Hauskatzen gibt es in zahlreichen Arten, von denen längst nicht alle von Vereinen zur Aufzucht rechtmäßig sind. Durch langjähriger Aufzucht ist es geglückt einzigartige Katzen zu züchten. Sie gelten als ausgefallen begehrenswert und elegant. Durch die Züchtung können mehrere optische Besonderheiten beeinflusst werden, demzufolge gibt es beispielsweise Hauskatzen, die einem Löwen oder auch dem Tiger sehr gleichen. Neben rassigen Katzen sind aber auch Hauskatzen, die direkten Nachfahren der Falbkatze, sehr verbreitet. Katzen wurden bereits 7500 Jahre vor Christus nach Europa domestiziert. Typisch sind bspw. der glatte Schwanz, die mit Krallen bewehrten Tatzen oder das angenehme Schnurren, welches jede Miezekatze bspw. bei Wohlbefinden verlauten lässt.
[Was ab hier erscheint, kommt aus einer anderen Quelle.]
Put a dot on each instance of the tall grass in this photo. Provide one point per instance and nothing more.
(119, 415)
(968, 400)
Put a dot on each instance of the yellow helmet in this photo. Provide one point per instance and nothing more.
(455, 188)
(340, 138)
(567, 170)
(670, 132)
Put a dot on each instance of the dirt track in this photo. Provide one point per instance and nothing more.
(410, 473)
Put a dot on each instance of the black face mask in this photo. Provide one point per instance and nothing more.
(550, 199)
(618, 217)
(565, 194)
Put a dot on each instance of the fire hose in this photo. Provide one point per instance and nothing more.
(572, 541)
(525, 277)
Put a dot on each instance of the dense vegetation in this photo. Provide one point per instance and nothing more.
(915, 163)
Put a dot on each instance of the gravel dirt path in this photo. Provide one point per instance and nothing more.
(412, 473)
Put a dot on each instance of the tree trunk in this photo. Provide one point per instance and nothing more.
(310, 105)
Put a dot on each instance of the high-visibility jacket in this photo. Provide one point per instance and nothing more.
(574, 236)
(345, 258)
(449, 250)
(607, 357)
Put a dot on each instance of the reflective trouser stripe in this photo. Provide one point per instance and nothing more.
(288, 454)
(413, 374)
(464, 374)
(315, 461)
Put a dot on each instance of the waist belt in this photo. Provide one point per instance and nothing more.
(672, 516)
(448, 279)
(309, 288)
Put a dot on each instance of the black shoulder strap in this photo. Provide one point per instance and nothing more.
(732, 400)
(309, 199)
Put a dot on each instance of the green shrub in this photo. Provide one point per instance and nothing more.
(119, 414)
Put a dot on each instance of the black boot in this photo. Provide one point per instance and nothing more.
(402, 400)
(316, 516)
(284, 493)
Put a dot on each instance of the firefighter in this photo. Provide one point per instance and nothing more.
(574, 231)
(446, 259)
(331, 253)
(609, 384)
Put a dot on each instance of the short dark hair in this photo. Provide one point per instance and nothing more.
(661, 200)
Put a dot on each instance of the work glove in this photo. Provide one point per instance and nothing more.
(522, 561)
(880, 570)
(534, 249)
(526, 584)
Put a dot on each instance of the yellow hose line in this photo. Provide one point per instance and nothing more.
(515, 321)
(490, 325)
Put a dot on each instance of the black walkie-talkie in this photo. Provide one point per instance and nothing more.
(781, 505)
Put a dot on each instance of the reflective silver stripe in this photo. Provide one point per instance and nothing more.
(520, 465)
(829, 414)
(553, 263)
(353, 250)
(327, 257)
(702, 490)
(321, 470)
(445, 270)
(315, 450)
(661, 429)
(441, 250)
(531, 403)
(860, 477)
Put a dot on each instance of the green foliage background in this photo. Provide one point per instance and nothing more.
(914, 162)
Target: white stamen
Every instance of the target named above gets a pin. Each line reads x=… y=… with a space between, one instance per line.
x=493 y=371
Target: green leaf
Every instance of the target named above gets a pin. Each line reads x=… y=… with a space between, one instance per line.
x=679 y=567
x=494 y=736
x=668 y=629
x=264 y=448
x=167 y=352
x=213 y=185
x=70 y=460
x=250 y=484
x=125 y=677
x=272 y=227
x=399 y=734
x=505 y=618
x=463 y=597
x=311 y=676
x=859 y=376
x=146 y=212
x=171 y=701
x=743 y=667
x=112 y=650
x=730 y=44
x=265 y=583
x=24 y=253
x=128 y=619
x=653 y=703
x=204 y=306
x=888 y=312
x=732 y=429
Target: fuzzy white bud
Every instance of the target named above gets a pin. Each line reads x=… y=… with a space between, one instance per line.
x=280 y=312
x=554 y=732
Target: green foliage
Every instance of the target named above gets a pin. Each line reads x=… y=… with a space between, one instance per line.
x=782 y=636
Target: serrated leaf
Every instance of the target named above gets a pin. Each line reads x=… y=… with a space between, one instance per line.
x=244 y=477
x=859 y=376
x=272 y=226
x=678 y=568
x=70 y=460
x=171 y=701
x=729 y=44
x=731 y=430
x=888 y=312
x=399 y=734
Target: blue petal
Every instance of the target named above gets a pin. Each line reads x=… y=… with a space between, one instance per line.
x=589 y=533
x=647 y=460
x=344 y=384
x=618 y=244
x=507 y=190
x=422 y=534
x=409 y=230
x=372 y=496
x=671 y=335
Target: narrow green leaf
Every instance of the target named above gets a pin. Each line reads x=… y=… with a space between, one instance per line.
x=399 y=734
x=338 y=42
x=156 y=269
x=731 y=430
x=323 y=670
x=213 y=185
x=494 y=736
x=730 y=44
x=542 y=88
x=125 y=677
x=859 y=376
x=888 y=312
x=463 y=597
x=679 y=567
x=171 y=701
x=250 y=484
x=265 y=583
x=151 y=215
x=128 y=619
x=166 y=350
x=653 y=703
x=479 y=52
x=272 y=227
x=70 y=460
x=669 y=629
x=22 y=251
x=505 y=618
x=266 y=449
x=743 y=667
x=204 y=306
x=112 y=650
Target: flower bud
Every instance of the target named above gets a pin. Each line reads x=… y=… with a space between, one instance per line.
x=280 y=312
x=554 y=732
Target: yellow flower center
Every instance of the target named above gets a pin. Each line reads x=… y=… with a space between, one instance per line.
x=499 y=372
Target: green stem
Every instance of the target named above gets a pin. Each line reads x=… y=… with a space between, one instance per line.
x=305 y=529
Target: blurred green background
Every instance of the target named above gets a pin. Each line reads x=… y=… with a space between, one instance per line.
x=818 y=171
Der Vogel und seine Reise in unterschiedliche Lebensräume

Vögel üben auf die Menschen schon immer eine einzigartige Anziehungskraft aus. Immerhin sind mittlerweile über neuntausend verschiedene, mehrheitlich flugfähige Wildsorten bekannt und können in ihren unterschiedlichsten Federkleidern beobachtet werden. Addiert werden müssen zusätzlich die über dreißigtausend Unterkategorien sowie die einzelnen domestizierten Vogelarten wie auch jede Menge Abwandlungen. Vögel sind auf jeglichen Kontinenten dieser Welt beheimatet. Je nach Klimazone und Habitat ist ihre jeweils artcharakteristische Lebensweise ausgeprägt beziehungsweise optimiert. Die wissenschaftliche Benennung für Vögel lautet Aves, die Wissenschaft selber Vogelkunde. Vögel zählen zu den Wirbeltieren, genauer gesagt zu den Landwirbeltieren.

Wie Fische sich an die Meere anpassten

Der Untersshied zu Vögeln ist, dass Fische keine konstante Temperatur aufweisen. Sie gelten als wechselwarme Wirbeltiere. Ihre Körperwärme entspricht generell dem Wärmegrad der Umgebung. Sie atmen über Kiemen und die Mehrheit von ihnen tragen Schuppen. Anders als die Mehrheit der anderen Lebewesen bewegen sie sich durch Schlängeln fort, welches die Wirbelsäule ausführt. Um ständig im Wasser leben zu können und nicht wegen des Sauerstoffs nach oben getrieben zu werden, haben Fische eine Schwimmblase entwickelt. Mit Hilfe von dieser Schwimmblase regeln sie den Auftrieb und dadurch die Höhe, in der sie schwimmen.

Das Tier und sein Lebensraum

Tiere existieren in sehr unterschiedlichen Lebensräumen: Fast alle Tiere, die uns bekannt sind, sind Heim- bzw. Haustiere. Sie leben in unserer Umgebung und haben sich durch die Domestizierung an uns angepasst. Doch ihre natürlichen Lebensräume sind gewissermaßen die Wälder, Meere, Seen, Wüsten und Prärieren der Welt. Mit dieser Art von Lebewesen kommen wir in der Regel auf keinen Fall direkt in Berührung, bewundern sie jedoch in Tieraufzeichnungen im TV oder können sie in den Zoologischen Gärten bewundern. Wenn wir sogar Glück haben, können wir auf Safaris Lebewesen bestaunen oder bei Whale-Watching-Schiffen Delfine aus nicht allzu großer Distanz beobachten. Eine Menge Tiere sind allerdings schwer zu entdecken. Sie existieren weit versteckt und sind unerreichbar für Menschen. Die Fauna wird allzeit ein gewaltiges Mysterium bleiben, woraus wir profitieren.